- Nickname: "Dickie"
- Born: 23 October 1897 Lachine, Quebec, Canada
- Died: 22 April 1983 (aged 85) Montreal, Canada
- Allegiance: Canada
- Branch: Royal Flying Corps
- Rank: Captain
- Unit: No. 45 Squadron RAF No. 28 Squadron RAF
- Awards: Distinguished Flying Cross

= Richard Jeffries Dawes =

Canadian flying ace

Richard Jeffries Dawes DFC (23 October 1897-22 April 1983) was a Canadian World War I flying ace credited with nine aerial victories.

==Early life==
Richard Jeffries Dawes was born on 23 October 1897 in Lachine, Quebec, Canada. He joined the military for World War I, and ended up a Sopwith Camel pilot in the Royal Flying Corps.

==World War I==
By late 1917, Dawes was posted to 45 Squadron on the Western Front as a pilot. He scored his first aerial victory on the Western Front before 45 Squadron was transferred to Italy. He became an ace with the squadron. Then, at about the time the Royal Flying Corps was being consolidated into the Royal Air Force, Dawes was transferred for a short spell to 28 Squadron, which was also in Italy. He scored a victory with them before transferring back to 45 Squadron.
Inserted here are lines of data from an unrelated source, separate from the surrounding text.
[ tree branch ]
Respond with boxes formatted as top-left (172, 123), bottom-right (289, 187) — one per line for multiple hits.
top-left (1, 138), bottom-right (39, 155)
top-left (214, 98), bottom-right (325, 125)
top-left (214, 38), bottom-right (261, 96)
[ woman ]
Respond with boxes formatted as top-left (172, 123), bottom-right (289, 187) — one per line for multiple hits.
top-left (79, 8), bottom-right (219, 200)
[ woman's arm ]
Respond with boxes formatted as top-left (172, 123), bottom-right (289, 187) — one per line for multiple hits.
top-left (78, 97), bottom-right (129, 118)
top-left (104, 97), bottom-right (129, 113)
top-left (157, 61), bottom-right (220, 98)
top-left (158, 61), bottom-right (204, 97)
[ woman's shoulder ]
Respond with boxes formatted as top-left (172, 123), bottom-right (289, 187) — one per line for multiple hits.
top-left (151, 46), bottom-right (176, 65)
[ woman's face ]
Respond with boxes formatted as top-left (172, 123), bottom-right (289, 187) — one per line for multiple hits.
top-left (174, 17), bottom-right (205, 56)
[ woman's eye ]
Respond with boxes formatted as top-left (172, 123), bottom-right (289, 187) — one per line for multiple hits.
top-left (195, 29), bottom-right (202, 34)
He wrapped up his tally with a final three wins with the unit in June 1918. His courage earned him a Distinguished Flying Cross, which was gazetted on 21 September 1918:

"During recent operations this officer has destroyed six enemy aeroplanes. A very gallant and courageous officer."
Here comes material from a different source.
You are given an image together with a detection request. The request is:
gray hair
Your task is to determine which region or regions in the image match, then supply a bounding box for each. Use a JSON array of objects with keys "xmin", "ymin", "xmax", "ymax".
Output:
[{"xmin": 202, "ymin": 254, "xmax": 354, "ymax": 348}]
==List of aerial victories==
See also Aerial victory standards of World War I
----

| No. | Date/time | Aircraft | Foe | Result | Location | Notes |
|---|---|---|---|---|---|---|
| 1 | 20 October 1917 @ 2040 hours | Sopwith Camel | Albatros D.III | Driven down out of control | Kastelhoek |  |
| 2 | 31 December 1917 @ 0945 hours | Sopwith Camel serial number B6412 | Albatros D.III | Driven down out of control | Pieve de Soligo |  |
| 3 | 14 January 1918 @ 1500 hours | Sopwith Camel s/n B6412 | Albatros D.III | Destroyed | Borgo |  |
| 4 | 27 January 1918 @ 1340 hours | Sopwith Camel s/n B6412 | DFW reconnaissance plane | Driven down out of control | Conegliano |  |
| 5 | 10 March 1918 @ 1130 hours | Sopwith Camel s/n B6412 | DFW reconnaissance plane | Destroyed | Southeast of Salgarada | Victory shared with Sidney Cottle |
| 6 | 3 May 1918 @ 0915 hours | Sopwith Camel s/n B7359 | Aviatik reconnaissance plane | Destroyed | Mt. Santo | Only victory scored while with 28 Squadron |
| 7 | 3 June 1918 @ 0905 hours | Sopwith Camel s/n B6412 | Albatros D.V | Driven down out of control | Campo |  |
| 8 | 7 June 1918 @ 0930 hours | Sopwith Camel s/n B6412 | Albatros D.III | Destroyed | Piovena |  |
| 9 | 15 June 1918 @ 0745 hours | Sopwith Camel s/n B6412 | Aviatik reconnaissance plane | Destroyed | Between Mt. Campo and Poselaro |  |

==Post World War I==
Richard Jeffries Dawes lived until 22 April 1983, though details of his postwar life are unknown. He died in Montreal, Quebec, Canada.